I was surprised to see that this is my 12th year of doing this list. But it’s a good way to sift through the year’s best music and keeps me largely out of trouble, so why not? It goes without saying that it’s been another great year for music, it always is. A couple of notable returns feature here, and tons of new stuff.
As companions to this list, I’ve made a bunch of themed mixes highlighting the year’s best electronic, noise, indie, psych, country etc. etc. You can find all of these here https://www.mixcloud.com/MagoDave/.

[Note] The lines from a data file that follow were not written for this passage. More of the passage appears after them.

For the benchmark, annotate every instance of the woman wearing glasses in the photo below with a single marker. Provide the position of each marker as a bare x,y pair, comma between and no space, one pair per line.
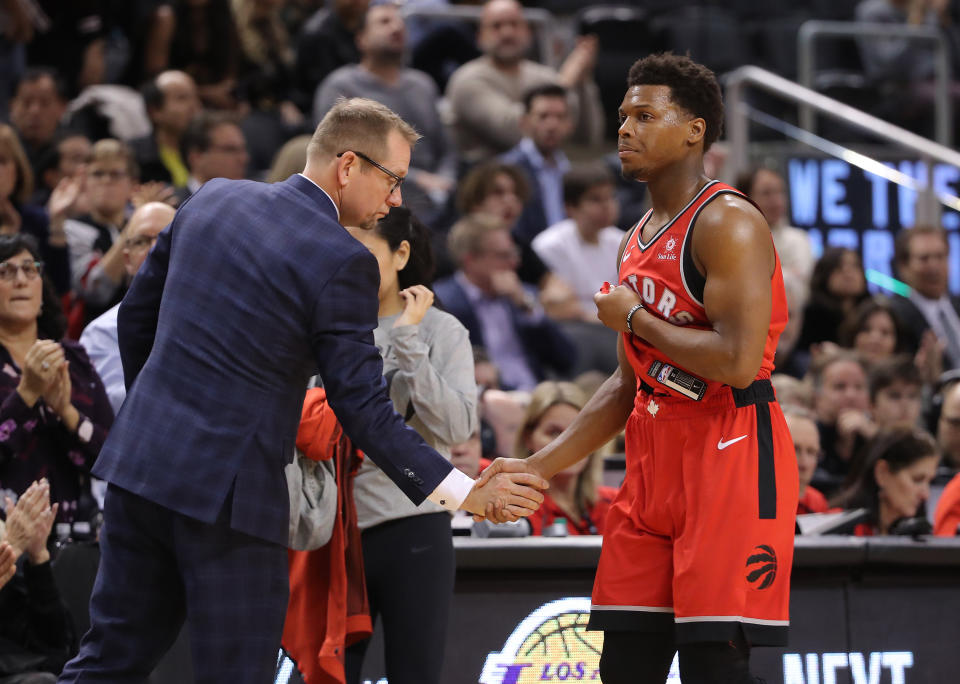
17,216
428,364
54,412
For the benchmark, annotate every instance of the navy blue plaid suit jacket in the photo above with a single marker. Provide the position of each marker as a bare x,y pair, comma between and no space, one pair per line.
251,290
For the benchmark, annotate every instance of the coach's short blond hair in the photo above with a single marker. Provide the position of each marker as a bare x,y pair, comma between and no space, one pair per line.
359,125
466,236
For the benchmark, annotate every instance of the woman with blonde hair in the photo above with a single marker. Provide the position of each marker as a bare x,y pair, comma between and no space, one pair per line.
576,494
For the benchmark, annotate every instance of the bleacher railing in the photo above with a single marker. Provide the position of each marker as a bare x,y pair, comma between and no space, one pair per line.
740,113
813,31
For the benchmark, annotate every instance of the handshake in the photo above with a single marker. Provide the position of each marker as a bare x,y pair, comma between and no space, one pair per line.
508,490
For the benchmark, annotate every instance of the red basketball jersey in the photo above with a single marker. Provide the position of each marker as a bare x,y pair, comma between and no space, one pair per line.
662,272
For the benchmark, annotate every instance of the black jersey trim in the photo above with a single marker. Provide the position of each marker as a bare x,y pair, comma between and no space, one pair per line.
644,247
694,281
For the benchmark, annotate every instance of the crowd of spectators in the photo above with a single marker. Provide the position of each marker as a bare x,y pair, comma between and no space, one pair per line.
118,112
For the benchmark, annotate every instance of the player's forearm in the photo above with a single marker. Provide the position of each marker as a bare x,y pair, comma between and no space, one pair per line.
600,421
705,353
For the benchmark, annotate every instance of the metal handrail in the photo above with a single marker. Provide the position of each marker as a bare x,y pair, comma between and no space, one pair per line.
813,30
540,18
738,130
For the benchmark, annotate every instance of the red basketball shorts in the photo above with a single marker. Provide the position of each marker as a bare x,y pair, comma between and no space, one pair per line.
700,537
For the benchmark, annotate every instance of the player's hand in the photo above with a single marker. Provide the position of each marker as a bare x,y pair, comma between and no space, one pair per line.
506,491
612,307
417,300
519,470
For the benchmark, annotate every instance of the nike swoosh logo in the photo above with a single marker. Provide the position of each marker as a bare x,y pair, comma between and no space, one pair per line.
721,445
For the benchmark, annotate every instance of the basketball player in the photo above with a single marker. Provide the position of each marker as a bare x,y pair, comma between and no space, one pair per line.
699,542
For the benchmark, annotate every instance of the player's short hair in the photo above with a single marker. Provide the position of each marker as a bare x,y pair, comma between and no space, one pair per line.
466,236
692,86
360,125
583,177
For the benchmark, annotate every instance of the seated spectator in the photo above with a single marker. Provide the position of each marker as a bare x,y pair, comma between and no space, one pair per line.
67,159
486,94
873,330
546,127
266,59
99,338
575,495
582,250
948,425
214,147
485,372
894,483
502,412
500,312
792,392
327,42
205,45
895,393
17,216
767,189
54,412
921,255
289,159
35,633
501,190
842,405
806,442
37,107
172,102
946,519
837,286
381,76
96,252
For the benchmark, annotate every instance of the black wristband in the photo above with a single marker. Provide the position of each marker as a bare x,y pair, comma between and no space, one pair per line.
633,310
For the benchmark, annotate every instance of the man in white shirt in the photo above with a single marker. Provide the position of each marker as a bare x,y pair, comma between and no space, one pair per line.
921,257
582,250
99,338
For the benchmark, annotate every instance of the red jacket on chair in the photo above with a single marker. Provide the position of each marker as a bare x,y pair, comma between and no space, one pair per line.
328,608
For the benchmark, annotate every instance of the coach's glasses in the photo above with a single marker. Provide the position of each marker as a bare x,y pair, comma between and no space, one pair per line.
397,180
31,270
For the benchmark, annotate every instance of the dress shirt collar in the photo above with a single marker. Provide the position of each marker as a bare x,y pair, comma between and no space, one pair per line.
308,186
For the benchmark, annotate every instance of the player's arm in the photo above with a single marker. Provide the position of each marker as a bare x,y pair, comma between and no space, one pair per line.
598,422
733,248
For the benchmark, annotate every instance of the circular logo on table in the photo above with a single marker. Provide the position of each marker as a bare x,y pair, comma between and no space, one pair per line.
551,644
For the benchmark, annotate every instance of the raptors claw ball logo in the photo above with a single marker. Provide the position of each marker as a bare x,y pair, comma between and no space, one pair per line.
762,566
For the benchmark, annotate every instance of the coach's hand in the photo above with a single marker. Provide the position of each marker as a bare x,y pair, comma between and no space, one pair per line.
612,307
505,493
519,471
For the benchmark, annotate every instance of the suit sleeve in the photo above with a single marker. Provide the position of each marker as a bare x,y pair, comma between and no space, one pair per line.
140,308
352,372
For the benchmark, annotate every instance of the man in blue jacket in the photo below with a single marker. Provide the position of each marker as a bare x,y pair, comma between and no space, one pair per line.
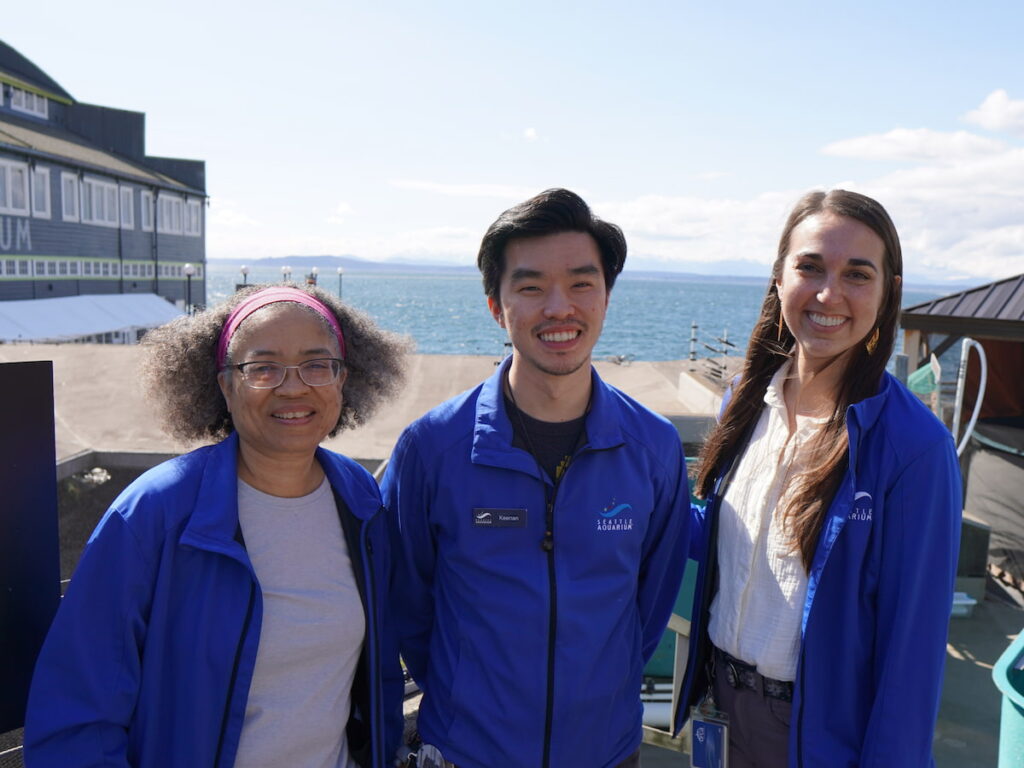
540,520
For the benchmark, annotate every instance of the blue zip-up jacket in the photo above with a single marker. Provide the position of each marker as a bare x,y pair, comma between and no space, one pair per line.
151,654
879,595
527,656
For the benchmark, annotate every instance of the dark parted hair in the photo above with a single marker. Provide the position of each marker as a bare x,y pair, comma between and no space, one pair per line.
767,351
179,367
551,212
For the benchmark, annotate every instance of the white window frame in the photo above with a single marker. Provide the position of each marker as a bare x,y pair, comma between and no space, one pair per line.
40,180
170,210
146,211
194,217
99,202
8,170
29,102
70,181
127,208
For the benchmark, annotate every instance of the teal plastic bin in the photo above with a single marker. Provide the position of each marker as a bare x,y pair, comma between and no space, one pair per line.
663,660
1009,676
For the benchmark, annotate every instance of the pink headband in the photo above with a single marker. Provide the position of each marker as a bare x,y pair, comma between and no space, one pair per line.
271,296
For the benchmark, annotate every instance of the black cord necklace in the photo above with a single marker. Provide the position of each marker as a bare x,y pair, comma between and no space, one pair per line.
548,544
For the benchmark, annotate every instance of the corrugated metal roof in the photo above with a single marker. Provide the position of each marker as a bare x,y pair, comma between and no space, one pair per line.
64,147
71,317
25,74
995,309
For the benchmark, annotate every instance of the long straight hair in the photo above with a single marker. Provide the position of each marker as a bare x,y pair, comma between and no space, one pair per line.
771,345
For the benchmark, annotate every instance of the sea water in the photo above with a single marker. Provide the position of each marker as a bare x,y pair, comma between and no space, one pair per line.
649,317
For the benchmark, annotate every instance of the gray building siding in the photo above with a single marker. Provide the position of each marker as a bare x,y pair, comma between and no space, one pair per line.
146,261
103,148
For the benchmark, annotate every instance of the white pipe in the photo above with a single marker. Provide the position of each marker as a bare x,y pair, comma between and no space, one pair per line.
961,385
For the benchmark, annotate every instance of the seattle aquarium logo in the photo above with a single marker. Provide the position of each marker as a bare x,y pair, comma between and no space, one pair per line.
613,517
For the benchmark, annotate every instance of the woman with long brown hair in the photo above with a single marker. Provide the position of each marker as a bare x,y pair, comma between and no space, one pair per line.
828,541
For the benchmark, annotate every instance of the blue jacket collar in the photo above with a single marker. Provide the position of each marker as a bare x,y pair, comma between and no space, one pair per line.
214,518
860,417
493,428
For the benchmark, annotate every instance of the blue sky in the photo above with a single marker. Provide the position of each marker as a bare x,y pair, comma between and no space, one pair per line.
400,130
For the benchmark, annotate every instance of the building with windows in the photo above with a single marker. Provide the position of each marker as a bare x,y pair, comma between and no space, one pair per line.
83,209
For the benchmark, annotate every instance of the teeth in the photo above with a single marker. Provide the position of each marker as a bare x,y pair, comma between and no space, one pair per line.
825,320
561,336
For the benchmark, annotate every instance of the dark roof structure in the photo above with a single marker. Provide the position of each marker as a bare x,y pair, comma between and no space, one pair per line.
991,311
19,72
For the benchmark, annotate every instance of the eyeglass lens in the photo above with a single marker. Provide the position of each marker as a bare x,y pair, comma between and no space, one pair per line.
316,373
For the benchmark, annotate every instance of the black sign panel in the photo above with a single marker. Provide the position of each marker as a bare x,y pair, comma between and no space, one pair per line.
30,563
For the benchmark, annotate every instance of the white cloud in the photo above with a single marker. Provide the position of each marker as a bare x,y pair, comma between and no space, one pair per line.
999,113
342,213
921,144
504,192
962,217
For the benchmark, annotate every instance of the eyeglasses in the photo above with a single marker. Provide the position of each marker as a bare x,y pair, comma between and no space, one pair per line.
267,375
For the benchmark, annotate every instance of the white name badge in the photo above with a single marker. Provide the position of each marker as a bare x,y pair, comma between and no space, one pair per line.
710,741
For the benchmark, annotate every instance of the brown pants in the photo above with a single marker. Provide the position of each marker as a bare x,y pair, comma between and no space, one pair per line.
759,726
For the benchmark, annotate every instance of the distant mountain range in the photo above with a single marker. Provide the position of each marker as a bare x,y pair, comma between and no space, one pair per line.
743,272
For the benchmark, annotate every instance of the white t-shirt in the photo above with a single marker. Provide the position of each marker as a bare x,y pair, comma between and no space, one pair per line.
311,635
757,612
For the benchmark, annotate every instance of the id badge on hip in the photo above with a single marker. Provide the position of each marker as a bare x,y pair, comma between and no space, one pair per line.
710,741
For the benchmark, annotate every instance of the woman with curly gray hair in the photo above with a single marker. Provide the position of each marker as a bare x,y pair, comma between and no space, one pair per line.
228,610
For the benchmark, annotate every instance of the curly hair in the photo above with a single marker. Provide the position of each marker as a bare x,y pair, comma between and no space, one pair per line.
179,368
552,212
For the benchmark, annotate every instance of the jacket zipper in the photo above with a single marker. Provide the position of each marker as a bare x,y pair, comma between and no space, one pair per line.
375,683
235,671
548,545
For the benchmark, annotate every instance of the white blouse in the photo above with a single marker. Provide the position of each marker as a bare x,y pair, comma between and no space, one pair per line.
756,614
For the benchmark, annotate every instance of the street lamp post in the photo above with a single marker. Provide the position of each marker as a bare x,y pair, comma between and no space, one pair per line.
189,271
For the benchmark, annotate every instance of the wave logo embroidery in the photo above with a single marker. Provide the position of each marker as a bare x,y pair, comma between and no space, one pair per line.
862,507
613,517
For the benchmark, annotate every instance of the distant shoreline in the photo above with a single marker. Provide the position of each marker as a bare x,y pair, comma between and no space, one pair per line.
328,265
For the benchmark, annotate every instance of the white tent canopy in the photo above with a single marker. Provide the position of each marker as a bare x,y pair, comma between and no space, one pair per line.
72,317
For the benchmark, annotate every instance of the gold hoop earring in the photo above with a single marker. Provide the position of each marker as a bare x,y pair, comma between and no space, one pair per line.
871,344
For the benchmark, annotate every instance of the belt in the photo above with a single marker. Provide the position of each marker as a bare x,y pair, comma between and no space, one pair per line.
741,675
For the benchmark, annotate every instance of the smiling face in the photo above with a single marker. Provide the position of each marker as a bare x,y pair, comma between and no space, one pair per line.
552,302
291,420
832,286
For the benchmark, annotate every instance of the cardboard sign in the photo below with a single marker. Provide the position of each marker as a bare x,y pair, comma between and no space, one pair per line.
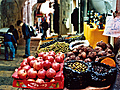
112,27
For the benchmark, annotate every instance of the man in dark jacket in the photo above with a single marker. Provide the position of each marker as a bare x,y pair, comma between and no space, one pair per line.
26,33
8,42
15,33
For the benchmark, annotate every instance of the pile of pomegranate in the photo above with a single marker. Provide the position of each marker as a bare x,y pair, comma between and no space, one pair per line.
47,67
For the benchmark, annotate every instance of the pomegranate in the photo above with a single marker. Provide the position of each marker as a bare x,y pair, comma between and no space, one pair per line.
41,73
38,65
50,58
52,53
45,55
22,74
41,54
27,67
31,80
39,59
40,80
23,64
30,58
56,66
46,64
59,59
32,62
52,80
50,73
32,73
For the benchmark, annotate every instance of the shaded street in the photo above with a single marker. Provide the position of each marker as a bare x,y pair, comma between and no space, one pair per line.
7,69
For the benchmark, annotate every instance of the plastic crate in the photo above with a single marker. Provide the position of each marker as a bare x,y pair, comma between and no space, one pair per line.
74,79
94,35
34,85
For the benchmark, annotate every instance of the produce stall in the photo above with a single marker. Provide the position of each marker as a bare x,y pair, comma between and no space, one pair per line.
68,63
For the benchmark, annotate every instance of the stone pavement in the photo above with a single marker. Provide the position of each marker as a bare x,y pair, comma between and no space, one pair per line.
7,69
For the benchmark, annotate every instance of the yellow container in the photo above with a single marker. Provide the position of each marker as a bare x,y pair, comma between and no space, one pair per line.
94,35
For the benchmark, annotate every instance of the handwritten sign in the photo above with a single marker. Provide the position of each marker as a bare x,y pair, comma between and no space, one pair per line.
112,27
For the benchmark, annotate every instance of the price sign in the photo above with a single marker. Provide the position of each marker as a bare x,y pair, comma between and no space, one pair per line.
112,27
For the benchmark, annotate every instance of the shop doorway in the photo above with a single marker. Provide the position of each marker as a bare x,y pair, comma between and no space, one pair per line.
35,13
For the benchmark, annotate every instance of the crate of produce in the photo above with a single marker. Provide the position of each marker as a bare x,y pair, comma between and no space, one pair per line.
36,85
42,72
93,35
102,75
77,74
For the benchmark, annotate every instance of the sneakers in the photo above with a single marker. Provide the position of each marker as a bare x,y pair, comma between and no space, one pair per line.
25,56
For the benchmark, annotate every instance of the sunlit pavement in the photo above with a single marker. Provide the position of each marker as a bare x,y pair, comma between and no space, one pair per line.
7,69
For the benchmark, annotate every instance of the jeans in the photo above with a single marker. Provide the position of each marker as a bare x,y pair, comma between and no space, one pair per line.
12,50
27,48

And here’s one of my favourites.
So, on with the list. Remember, if you like any of this stuff please consider buying it and supporting the artists. Enjoy!
1. Dummy – Free Energy
Dummy proudly wears their Stereolab influences, but on this, their second album, they develop their sound so far that they truly emerge as a unique beast. ‘Soonish’ is a knowing banger whose title nods to its My Bloody Valentine ancestor. So, there’s shoegaze, dream pop, post-punk and a few other genres mashed up and used to service these excellent songs. This is a massive step up, and one of the year’s very best albums.
2. somesurprises – Perseids
The opening track of this sublime album, ‘Be Reasonable,’ sets the tone, imploring the listener to be reasonable, like that’s all anyone needs to do. It makes you believe it. The band’s sound lies somewhere in that dreamy zone that Mazzy Star and Cocteau Twins touched on. This doesn’t mean they’re derivative, though. They have crafted a unique and alluring sound that anyone with a sense of wonder and adventure should sample.
3. Jack White – No Name
Honestly, I’d forgotten how much I missed Jack White and how brilliant the White Stripes were. But, at last, he’s come back with something right up there with his best work by ditching all the fancy stuff and going back to making cracking rock songs with whip-smart lyrics and killer riffs. You can tell he’s having a ball here as he raves like a hellfire preacher, sympathizes with rats, and generally does absolutely whatever he feels like. A joyous return and the year’s best rock album.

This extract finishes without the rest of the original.